The deep energy retrofit (DER) is essential to our low energy building future - as most all buildings that will exist (in our lifetime) do already exist.  The most authoritative DER guide for  the Northeast is the Mass Save Deep Energy Retrofit Builder Guide.  (the Guide)  Download the Guide here (pdf).

Produced by the Building Science Corporation,  the Guide is a very readable, condensed, yet expansive set of guidelines - for builders and architects who want to dramatically improve the performance of existing building enclosures, achieving installed R values of 60 at roofs, 40 at walls and 10 at the ground, and an airtightness of 1.5ACH50.  The Guide clearly lays out the logic of many important concepts, like long-term planning with incremental improvements, hazard remediation and careful consideration of unique building dynamics.
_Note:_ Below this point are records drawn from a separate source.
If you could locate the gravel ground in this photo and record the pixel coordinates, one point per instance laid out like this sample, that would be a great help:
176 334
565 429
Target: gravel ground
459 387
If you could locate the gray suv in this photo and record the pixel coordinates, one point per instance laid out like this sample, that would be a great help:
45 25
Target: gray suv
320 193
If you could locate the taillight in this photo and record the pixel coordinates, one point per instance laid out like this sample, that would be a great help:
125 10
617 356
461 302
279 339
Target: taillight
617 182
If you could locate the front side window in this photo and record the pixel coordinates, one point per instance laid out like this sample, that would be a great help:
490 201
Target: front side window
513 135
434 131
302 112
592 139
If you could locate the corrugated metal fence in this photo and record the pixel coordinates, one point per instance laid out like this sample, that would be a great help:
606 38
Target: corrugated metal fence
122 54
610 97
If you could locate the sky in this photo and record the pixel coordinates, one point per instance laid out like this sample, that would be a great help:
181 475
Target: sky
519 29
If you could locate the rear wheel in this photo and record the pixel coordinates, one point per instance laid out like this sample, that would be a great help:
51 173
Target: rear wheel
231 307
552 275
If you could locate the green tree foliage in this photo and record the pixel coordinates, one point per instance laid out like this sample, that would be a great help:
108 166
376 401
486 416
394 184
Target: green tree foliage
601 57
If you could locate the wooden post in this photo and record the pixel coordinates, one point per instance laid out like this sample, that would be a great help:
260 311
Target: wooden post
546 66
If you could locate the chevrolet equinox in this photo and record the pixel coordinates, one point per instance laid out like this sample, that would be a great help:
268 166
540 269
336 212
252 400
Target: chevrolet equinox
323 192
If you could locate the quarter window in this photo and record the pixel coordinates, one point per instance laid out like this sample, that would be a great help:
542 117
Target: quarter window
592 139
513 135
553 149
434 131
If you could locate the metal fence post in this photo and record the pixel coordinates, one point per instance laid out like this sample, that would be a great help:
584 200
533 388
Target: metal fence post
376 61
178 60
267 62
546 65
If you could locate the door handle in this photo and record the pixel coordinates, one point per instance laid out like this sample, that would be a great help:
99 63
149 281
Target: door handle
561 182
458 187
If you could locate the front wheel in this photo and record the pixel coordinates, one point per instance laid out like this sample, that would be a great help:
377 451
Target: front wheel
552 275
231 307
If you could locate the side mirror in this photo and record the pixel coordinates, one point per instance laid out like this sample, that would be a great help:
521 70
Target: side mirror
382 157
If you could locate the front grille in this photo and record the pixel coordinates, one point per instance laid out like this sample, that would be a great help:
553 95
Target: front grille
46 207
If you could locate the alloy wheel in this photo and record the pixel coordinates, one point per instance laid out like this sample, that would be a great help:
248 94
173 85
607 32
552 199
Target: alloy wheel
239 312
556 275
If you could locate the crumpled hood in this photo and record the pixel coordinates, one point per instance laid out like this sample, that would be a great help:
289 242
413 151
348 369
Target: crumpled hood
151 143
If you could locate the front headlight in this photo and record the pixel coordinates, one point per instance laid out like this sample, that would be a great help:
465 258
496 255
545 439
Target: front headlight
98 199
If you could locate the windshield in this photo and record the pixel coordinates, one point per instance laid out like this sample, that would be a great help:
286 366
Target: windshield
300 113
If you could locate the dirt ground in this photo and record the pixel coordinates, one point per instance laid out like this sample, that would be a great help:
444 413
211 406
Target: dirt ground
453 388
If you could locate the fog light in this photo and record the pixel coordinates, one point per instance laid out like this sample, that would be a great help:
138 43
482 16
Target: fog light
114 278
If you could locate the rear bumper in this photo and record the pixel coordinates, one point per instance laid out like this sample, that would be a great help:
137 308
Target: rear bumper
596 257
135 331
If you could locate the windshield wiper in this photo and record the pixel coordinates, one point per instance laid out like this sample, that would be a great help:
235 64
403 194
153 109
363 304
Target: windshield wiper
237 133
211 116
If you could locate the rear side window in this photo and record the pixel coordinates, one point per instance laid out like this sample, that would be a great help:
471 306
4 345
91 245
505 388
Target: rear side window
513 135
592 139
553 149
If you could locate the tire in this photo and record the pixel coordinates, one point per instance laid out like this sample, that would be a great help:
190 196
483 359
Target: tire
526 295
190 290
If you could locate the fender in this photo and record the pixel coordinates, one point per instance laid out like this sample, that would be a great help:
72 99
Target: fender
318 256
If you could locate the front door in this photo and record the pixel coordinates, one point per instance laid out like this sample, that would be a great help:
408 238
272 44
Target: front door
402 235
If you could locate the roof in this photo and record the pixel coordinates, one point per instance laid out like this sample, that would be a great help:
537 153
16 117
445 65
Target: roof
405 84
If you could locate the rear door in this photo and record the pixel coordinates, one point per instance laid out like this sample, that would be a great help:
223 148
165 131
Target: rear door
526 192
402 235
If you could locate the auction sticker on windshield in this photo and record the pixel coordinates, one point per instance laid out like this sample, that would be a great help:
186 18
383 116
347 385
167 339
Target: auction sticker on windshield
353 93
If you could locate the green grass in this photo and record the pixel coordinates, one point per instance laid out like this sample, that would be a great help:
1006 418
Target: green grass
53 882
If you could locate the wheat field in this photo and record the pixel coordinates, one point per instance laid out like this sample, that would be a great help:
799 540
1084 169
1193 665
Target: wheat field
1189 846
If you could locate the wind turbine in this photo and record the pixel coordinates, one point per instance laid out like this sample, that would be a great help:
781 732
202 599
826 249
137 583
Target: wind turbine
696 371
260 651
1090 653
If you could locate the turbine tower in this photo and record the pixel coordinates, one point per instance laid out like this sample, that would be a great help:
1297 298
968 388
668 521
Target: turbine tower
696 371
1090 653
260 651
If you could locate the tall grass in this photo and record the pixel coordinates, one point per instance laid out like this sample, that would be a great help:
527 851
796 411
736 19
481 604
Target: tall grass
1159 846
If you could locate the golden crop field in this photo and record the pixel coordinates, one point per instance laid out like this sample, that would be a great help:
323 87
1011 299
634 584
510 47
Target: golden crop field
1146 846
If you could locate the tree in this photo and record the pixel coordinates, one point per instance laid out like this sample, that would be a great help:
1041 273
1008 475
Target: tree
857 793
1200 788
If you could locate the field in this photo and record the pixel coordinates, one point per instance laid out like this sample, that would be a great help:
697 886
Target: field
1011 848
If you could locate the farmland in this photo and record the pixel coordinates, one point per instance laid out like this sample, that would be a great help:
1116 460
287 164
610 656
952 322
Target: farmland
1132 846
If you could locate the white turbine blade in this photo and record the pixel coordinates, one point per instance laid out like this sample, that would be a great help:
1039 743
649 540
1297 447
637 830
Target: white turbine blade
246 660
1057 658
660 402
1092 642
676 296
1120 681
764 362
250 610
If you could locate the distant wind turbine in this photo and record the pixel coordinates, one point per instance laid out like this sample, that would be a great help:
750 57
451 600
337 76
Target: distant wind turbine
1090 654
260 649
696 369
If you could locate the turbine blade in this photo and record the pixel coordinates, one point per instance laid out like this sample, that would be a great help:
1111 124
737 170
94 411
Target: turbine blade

The Guide also relentlessly recommends foam (XPS, EPS, and closed cell spray foam) - and  leaves the distinct impression that "the answer" is foam, foam and more foam.  But if you're looking for non-foam based solutions - like us -  you'll likely be left scratching your head. Enter this blog series:  With it we want to illustrate and recommend foam-free approaches to many of the assemblies addressed in the Guide.   It is our contention that foam-free high performance deep energy retrofits can be higher performing and more sustainable strategies than foam based approaches.

The elevator version of our argument is this:  If you want to minimize the toxic impact on our environment and provide robust drying and airtight capabilities, then foam should not be your first choice.   We can do better. The series will have seven installments*:

  1. Foam-Free DER: Series Introduction
  2. Foam-Free DER: Roof Assemblies
  3. Foam-Free DER: Wall & Foundation Assemblies
  4. Foam-Free DER: Ground
  5. Foam-Free DER: Windows & Doors
  6. Foam-Free DER: Roof & Wall Connections
  7. Foam-Free DER: Miscellaneous Penetrations

* Number and sequence may vary as we work our way through the series.

Admittedly this is a work in progress and so we look forward to questions and comments as we elaborate and refine what can quickly become an overwhelming number of iterations.  As such we're starting on the white board - literally. We hope you find this exploration useful.